NTCA CEO Tracey Hayes said the importance of the class action case “cannot be understated and the message it sends to government is powerful”.

“What happened in 2011 cannot be allowed to happen again,” she said.

“Governments need to know that knee jerk reactions like that in 2011 have no place in good government, our agricultural export industries and the lives and businesses of the northern cattle industry.

“The whole justification for the live export ban of 2011 was supposedly about animal welfare, although their own documents now prove they knew that was not the case.”

Ms Hayes said what was likely to be heard before the court was “how the decision was about the political survival for a minority government”.

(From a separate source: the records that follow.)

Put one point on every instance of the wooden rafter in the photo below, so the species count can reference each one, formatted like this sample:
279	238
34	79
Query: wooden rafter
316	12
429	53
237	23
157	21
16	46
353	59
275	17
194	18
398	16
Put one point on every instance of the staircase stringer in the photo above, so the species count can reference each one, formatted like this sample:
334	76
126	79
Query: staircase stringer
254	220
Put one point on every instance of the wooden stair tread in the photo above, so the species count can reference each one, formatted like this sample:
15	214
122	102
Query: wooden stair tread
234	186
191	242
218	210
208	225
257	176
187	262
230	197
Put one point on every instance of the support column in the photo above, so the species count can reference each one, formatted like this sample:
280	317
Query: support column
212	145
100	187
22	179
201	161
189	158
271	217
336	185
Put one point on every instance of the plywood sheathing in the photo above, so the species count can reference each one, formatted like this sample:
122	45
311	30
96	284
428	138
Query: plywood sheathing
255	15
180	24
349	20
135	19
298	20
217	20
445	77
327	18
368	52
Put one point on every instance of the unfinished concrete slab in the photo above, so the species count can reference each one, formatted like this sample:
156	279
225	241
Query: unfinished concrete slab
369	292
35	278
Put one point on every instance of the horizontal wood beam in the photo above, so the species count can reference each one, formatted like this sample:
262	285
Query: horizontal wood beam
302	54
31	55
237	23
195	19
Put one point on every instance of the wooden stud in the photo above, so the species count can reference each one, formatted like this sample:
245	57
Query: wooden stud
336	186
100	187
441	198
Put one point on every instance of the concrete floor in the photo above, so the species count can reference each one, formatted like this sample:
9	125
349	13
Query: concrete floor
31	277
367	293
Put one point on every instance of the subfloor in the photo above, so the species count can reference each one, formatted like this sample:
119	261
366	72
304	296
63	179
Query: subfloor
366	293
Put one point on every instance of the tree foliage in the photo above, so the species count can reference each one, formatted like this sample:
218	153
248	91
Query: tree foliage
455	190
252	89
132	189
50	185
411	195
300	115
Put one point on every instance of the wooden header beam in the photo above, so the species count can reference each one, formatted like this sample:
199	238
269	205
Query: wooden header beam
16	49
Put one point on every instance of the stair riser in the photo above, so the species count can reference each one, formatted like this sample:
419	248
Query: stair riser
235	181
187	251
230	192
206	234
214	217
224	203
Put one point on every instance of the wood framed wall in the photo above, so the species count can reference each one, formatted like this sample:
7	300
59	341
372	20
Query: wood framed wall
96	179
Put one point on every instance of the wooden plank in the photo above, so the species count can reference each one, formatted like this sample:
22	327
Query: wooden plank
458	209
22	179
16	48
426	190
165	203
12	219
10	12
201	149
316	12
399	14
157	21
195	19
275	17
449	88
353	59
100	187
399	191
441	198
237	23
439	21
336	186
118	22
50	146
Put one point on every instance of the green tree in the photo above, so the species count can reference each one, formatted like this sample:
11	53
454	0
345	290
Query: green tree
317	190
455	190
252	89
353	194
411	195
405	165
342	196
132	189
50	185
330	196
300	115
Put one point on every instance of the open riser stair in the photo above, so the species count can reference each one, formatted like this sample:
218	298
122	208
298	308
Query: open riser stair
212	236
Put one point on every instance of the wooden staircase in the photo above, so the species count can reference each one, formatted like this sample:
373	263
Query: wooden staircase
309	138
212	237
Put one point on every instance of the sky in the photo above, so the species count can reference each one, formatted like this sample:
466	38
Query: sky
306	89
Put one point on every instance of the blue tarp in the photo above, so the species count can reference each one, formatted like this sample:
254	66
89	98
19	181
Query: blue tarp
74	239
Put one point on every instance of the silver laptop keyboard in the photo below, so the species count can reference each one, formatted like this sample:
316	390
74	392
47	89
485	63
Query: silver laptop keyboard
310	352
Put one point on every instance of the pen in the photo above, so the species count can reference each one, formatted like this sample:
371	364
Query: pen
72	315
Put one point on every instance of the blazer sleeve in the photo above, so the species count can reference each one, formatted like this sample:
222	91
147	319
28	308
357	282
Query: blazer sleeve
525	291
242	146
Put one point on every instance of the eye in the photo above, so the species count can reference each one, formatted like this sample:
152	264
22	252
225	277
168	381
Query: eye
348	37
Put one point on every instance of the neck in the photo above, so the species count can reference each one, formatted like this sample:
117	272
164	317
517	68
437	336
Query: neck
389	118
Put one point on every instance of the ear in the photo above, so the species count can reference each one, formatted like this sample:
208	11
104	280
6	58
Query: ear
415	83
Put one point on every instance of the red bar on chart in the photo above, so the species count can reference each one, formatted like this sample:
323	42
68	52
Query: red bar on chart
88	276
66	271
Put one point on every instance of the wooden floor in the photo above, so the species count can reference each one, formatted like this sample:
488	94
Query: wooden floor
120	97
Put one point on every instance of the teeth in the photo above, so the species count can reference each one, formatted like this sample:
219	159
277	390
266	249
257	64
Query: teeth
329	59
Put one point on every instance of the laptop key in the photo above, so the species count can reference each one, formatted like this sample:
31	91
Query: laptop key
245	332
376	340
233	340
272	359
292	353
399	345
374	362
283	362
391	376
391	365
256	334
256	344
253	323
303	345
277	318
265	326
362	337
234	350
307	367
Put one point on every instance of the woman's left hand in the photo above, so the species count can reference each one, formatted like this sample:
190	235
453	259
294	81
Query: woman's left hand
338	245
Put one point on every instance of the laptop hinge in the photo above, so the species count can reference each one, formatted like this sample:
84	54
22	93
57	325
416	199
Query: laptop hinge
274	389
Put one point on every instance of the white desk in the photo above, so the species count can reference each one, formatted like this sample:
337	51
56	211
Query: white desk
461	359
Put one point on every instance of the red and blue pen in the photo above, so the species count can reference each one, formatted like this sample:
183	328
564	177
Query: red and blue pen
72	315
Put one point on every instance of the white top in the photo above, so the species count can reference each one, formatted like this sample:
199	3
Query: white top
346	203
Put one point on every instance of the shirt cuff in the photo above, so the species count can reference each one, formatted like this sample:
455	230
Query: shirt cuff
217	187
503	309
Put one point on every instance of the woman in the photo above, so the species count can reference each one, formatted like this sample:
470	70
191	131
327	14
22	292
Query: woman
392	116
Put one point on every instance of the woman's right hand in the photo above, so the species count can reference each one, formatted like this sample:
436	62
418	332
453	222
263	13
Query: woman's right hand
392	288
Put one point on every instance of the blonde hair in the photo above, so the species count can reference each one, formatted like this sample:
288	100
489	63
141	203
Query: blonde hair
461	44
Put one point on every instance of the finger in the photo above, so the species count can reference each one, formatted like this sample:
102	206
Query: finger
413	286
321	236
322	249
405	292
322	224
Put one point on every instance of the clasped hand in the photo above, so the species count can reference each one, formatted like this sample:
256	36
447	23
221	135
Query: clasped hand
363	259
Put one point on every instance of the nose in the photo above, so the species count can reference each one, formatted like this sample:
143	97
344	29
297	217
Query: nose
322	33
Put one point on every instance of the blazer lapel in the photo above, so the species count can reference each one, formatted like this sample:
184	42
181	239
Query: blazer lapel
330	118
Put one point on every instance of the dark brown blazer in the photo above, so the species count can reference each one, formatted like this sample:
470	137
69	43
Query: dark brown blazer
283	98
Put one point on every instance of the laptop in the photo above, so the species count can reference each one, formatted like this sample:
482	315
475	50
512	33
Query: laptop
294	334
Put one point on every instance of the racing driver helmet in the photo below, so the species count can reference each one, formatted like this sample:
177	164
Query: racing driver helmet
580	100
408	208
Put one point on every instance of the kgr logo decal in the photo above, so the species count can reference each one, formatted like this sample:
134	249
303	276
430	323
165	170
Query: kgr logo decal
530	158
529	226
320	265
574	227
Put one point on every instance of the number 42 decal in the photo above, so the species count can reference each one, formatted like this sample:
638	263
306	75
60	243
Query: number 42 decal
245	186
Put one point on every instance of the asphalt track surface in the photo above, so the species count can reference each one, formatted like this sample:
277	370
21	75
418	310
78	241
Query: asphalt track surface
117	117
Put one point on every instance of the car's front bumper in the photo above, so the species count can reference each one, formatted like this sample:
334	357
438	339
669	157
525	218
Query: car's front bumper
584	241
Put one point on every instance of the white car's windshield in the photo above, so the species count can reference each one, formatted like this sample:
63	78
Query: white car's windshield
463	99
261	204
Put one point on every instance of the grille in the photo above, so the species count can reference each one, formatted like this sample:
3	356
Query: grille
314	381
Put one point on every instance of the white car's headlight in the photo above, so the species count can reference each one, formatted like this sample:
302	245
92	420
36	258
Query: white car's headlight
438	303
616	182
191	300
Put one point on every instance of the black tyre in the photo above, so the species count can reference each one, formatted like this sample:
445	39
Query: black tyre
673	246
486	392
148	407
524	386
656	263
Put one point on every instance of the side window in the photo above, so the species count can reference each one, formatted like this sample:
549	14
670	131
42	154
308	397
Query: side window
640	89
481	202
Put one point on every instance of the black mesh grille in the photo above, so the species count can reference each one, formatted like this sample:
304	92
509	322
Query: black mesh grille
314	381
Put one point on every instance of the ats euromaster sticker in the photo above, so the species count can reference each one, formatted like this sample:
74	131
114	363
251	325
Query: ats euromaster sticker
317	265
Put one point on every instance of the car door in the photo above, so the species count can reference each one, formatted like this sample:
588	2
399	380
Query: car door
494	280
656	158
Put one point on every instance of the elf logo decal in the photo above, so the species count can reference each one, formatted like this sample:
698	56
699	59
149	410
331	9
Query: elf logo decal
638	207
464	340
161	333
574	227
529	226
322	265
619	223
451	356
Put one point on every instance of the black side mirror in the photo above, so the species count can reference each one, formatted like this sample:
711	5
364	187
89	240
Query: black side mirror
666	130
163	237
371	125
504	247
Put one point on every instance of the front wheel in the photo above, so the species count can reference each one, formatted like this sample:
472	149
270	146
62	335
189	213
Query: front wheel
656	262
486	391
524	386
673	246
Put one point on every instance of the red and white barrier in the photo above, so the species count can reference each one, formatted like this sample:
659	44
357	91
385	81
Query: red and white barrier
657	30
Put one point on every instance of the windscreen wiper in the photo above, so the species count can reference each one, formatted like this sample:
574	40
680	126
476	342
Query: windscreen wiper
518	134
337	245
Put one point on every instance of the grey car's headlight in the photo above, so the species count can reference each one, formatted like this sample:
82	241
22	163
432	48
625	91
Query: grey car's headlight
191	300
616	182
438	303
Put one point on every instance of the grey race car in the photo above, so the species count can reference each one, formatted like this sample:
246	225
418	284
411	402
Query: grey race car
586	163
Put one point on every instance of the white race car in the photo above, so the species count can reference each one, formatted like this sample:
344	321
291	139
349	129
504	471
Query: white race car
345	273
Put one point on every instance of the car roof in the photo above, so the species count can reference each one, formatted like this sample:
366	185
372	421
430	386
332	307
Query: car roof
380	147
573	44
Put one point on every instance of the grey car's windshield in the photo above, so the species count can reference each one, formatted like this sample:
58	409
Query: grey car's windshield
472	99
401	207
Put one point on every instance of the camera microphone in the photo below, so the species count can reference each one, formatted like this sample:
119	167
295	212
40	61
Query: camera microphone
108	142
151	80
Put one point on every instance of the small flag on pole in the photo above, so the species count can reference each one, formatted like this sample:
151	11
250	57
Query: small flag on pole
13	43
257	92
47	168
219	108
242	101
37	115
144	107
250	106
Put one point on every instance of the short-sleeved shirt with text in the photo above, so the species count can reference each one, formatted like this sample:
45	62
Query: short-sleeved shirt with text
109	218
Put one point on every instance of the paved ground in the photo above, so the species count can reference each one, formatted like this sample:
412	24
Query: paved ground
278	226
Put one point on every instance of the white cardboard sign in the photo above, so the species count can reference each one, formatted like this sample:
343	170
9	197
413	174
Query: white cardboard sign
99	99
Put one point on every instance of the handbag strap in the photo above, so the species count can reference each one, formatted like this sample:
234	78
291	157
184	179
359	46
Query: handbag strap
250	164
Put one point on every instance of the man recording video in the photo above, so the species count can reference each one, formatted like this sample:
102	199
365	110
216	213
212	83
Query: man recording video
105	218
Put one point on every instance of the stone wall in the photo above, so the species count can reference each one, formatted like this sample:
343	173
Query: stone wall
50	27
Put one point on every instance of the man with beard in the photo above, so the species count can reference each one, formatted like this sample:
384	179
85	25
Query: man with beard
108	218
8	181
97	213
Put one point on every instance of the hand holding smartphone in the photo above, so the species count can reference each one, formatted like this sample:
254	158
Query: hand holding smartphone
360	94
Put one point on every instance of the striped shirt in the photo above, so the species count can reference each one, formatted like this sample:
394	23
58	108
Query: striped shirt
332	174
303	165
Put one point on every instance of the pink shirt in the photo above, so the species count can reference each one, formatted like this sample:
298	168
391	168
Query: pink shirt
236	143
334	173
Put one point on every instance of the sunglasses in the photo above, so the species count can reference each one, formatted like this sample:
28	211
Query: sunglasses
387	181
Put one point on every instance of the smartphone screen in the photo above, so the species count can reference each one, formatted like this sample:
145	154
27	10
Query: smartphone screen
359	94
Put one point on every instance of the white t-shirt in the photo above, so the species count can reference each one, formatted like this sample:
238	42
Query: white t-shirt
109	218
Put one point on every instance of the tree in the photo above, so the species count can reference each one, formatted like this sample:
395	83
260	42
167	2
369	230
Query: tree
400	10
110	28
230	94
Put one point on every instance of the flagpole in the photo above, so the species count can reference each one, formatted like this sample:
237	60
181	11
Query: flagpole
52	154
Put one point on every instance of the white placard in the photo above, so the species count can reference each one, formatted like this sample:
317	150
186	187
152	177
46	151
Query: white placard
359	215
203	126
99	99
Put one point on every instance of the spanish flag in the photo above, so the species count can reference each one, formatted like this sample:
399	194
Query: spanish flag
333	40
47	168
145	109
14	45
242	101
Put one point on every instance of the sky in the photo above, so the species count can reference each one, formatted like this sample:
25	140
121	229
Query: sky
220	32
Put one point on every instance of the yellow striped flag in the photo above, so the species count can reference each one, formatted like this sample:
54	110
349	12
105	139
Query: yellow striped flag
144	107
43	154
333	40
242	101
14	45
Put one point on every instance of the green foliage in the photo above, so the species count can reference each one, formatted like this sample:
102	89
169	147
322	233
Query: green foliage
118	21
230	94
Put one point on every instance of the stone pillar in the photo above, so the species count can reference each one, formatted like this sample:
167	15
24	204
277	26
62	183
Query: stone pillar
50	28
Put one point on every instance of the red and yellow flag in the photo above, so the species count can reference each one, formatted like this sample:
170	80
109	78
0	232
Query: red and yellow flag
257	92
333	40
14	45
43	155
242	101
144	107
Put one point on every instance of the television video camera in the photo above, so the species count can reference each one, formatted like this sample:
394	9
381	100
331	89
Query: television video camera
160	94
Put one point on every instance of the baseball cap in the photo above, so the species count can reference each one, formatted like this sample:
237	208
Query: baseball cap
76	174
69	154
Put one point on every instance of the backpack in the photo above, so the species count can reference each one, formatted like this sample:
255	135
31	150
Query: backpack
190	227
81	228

“Unfortunately, while this occurred under a Labor government in 2011, the current government have not been the model litigants as promised by former Prime Minister Tony Abbot, making us fight for every shred of information,” she said.

“As the Australian Government Solicitor has not met the model litigant guidelines-vital discovery materials remain outstanding, including materials from the Minister himself.

“The claimants have been prejudiced by the delay in discovery, but wish to continue to have the matter heard on the current timetable.”

Ms Hayes said the case would not have been possible without the AFFF’s support.

She said the case would be heard in two parts, starting with liability from July 19 to 28 this year and then the calculation of loss, from December 11 to 15.

Justice Rares has indicated that the matter should be heard and determined as soon as possible so that any compensation is awarded and distributed to those effected, she said.

Mr Abbott has described Labor’s decision to suspend the live cattle trade as perhaps the worst ever decision any Australian government has ever made and a “shemozzle”.

In 2014 when the claim was first submitted to court, Emily Brett said on May 31, 2011 – the night the ABC Four Corners program “A Bloody Business” was aired - her family’s business had 2200 head of cattle in their yards ready to be exported to Indonesia.

That shipment was initially postponed to June 12 but that consignment never happened, given the trade suspension came into play on June 7.

“We lost the sale which was worth $1.4 million,” she said.

“When the ban was lifted a month later, we weren’t able to sell those cattle and had to wait until September.”

Ms Brett said the business also faced outgoing costs that couldn’t be serviced due to the unexpected loss of income.

She said in early May 2011, they took delivery of fuel supplies worth $110,000, vital for running a large northern cattle station, on the understanding income was due from cattle sales in June.

“But after the ban we couldn’t sell the cattle so we had no money and then incurred overdue interest on the fuel bill,” she said.

“The costs just kept adding up.”

The office of Attorney General George Brandis has been contacted for comment, referring the inquiry to Agriculture and Water Resources Minister Barnaby Joyce.

The 2011 suspension of the Indonesian trade – then valued at about $320m – came after unprecedented backlash on social media, that hit federal MPs and Senators with demands to shut the entire live trad, in response to the ABC broadcast that highlighted shocking treatment of cattle, exported from Australia.

Unions were also involved in the campaign, joining with animal rights activists, which boosted the subsequent political campaign that accompanied the ABC broadcast.